“El Perú se ha convertido en un campo de Agramante en el cual nadie se entiende”, escribió Simón Bolívar en vísperas de su arribo al Perú. A su llegada a la antigua capital virreinal, Bolívar encontró un proyecto militar en crisis y dos gobiernos enfrentados reclamando legitimidad. El venezolano aprovechó las rencillas que crispaban a la sociedad peruana para imponerse sobre una élite incapaz de esbozar un proyecto unificador. Porque si bien es innegable que las armas peruanas brillaron en Junín y Ayacucho y que ello fue posible debido al apoyo de cada villa, pueblo y provincia peruana, nuestra república temprana no se caracterizó por la cohesión y menos por la unidad. Fue la discordia la que dominó y aún domina la política peruana.
La guerra de liberación que, a partir de la década de 1830, mutó en conflicto interno se valió de las balas pero también de otros métodos para destruir la vida y la honra del adversario político. El objetivo: conquistar un poder que, desde sus inicios, fue frágil y efímero. Cuenta Deán Valdivia que cuando le preguntó a Domingo Nieto si quería ser presidente del Perú, el futuro mariscal de Agua Santa le contestó: “¿Cómo cree que yo podría aspirar a la primera magistratura de la nación después de presenciar el maltrato contra el presidente La Mar? ¿Qué se puede esperar de un país en el que un hombre bueno y honesto fue calumniado y deportado a Costa Rica, donde murió de tristeza?”.
Nieto entendió el riesgo de asumir el poder. Sin embargo, luchó por obtenerlo hasta el final de sus días. Prueba de ello es la frase lapidaria que pronunció durante la llamada anarquía (1834-1844). “Amigo –le escribió a Mariano Escobedo–, marcharé pronto a pelear y usted cuente que los facciosos colocarán su silla sobre nuestros cadáveres o los perseguiremos hasta encerrarlos en los infiernos. Esa raza debe exterminarse si queremos patria”.

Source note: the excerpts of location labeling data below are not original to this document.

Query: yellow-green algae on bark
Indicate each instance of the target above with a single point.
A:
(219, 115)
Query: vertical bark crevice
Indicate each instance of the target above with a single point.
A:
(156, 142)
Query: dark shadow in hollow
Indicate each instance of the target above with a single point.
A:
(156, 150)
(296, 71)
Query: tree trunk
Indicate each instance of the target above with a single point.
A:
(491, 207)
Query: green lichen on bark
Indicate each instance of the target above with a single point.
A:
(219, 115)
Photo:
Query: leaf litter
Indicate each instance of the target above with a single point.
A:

La cultura de guerra modeló los usos y costumbres de los años de la prosperidad falaz. Ello ocurrió principalmente en el campo electoral. En las elecciones de 1845, en las que Ramón Castilla, heredero de Nieto, fue ratificado como presidente de la República, la plebe tomó el control de las ánforas. Según testimonios de la época, decenas de personas armadas con cuchillos y palos, gritaron y amenazaron a los electores “tapando el ánfora con sombreros llenos de votos”. El sucesor de Castilla, José Rufino Echenique, modeló la cultura electoral del Leviatán guanero. Investigaciones recientes han evidenciado el reclutamiento de bandidos con la finalidad de amedrentar a los opositores, especialmente a los vivanquistas, algunos de los cuales fueron apuñalados por negarse a vivar en favor de Echenique.

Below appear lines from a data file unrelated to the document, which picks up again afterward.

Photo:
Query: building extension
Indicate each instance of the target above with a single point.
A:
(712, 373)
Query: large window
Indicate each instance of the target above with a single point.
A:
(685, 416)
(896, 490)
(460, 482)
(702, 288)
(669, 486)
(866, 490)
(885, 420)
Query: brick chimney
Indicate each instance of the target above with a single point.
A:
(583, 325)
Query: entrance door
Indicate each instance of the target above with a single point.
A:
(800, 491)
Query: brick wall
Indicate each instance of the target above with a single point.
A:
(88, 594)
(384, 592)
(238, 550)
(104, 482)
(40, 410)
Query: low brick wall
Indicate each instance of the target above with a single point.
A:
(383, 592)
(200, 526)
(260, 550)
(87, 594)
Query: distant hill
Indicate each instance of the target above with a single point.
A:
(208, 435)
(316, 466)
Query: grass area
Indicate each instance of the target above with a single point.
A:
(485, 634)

El denominado “sicariato político” del que dan cuenta los sucesos ocurridos en Áncash tiene una larga historia que se remonta al siglo XIX. Crímenes como los perpetrados contra los presidentes José Balta y Manuel Pardo, y el liberal Juan Bustamante, a quien se le obligó a presenciar antes de su ejecución el ajusticiamiento de sus seguidores, muestran que la violencia yace en la entraña de nuestra historia republicana. El Perú –dijo alguna vez Jorge Basadre– es “dulce y cruel”. En estas últimas semanas la crueldad contra el adversario político se ha desatado. Es necesario tomar medidas inmediatas para detener esa práctica atávica.